Avis de commission | Doc. 11580 | 17 avril 2008

Commission
(Ancienne) Commission de la culture, de la science et de l'éducation
Rapporteur :
M. Kent OLSSON, Suède
Origine
Voir Doc. 11539 déposé par la commission des questions économiques et du développement. 2008 - Deuxième partie de session
Thesaurus

A Conclusions de la commission

1. La commission de la culture, de la science et de l’éducation soutient globalement le rapport de M. Mendes Bota, rapporteur de la commission des questions économiques et du développement, qui examine en profondeur les aspects économiques de cette question.
2. Elle tient à rappeler les travaux antérieurs de l’Assemblée parlementaire sur ce sujet, auxquels la commission a contribué en insistant sur les aspects culturels du tourisme.
3. Nous souhaitons également mettre l’accent sur les parties applicables des instruments plus récents du Conseil de l’Europe et sur les travaux connexes relatifs au tourisme culturel menés par d’autres organisations, notamment l’Icomos et Europa Nostra.
4. Nous nous sommes toujours souciés de trouver un équilibre entre la promotion du tourisme culturel et la protection du patrimoine culturel et naturel sur lequel il repose.
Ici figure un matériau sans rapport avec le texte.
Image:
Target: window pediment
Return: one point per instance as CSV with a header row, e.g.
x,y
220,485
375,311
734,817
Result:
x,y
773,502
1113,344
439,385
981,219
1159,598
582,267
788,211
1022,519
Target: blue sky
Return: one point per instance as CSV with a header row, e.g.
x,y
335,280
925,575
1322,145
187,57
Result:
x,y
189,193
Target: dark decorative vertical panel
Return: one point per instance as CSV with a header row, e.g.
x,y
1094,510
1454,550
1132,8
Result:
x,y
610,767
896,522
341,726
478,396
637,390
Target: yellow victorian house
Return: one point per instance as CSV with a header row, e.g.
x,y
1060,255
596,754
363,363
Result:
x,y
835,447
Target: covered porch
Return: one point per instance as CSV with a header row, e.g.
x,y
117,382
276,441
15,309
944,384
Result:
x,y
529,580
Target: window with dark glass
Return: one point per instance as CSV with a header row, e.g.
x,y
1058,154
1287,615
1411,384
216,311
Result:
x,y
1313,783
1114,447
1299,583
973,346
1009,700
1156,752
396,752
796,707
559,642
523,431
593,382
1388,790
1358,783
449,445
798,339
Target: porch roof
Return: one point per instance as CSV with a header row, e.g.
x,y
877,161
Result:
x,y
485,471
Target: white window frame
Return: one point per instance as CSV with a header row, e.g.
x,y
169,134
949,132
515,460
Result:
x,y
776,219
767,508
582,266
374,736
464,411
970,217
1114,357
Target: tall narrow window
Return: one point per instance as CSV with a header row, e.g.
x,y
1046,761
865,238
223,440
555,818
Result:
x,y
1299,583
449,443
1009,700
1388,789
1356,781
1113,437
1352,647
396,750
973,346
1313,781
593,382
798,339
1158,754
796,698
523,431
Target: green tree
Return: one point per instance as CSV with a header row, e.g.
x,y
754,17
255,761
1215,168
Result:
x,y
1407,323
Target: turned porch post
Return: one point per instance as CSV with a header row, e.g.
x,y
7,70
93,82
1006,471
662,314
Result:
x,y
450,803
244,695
Le rapport de M. Mendes Bota traduit cette préoccupation en insistant sur la durabilité et la nécessité de répartir la pression touristique dans l’espace comme dans le temps.
5. Certains avantages du tourisme de qualité, comme la diversité culturelle et le dialogue interculturel, ne sont pas facilement quantifiables en termes économiques mais n’en sont pas moins importants.

B Amendements au projet de recommandation proposés par la commission

Amendement A (au projet de recommandation)

Au paragraphe 10, après la première phrase, insérer la phrase suivante:

«Le tourisme de qualité contribue à la diversité culturelle et au dialogue interculturel.»

Amendement B (au projet de recommandation)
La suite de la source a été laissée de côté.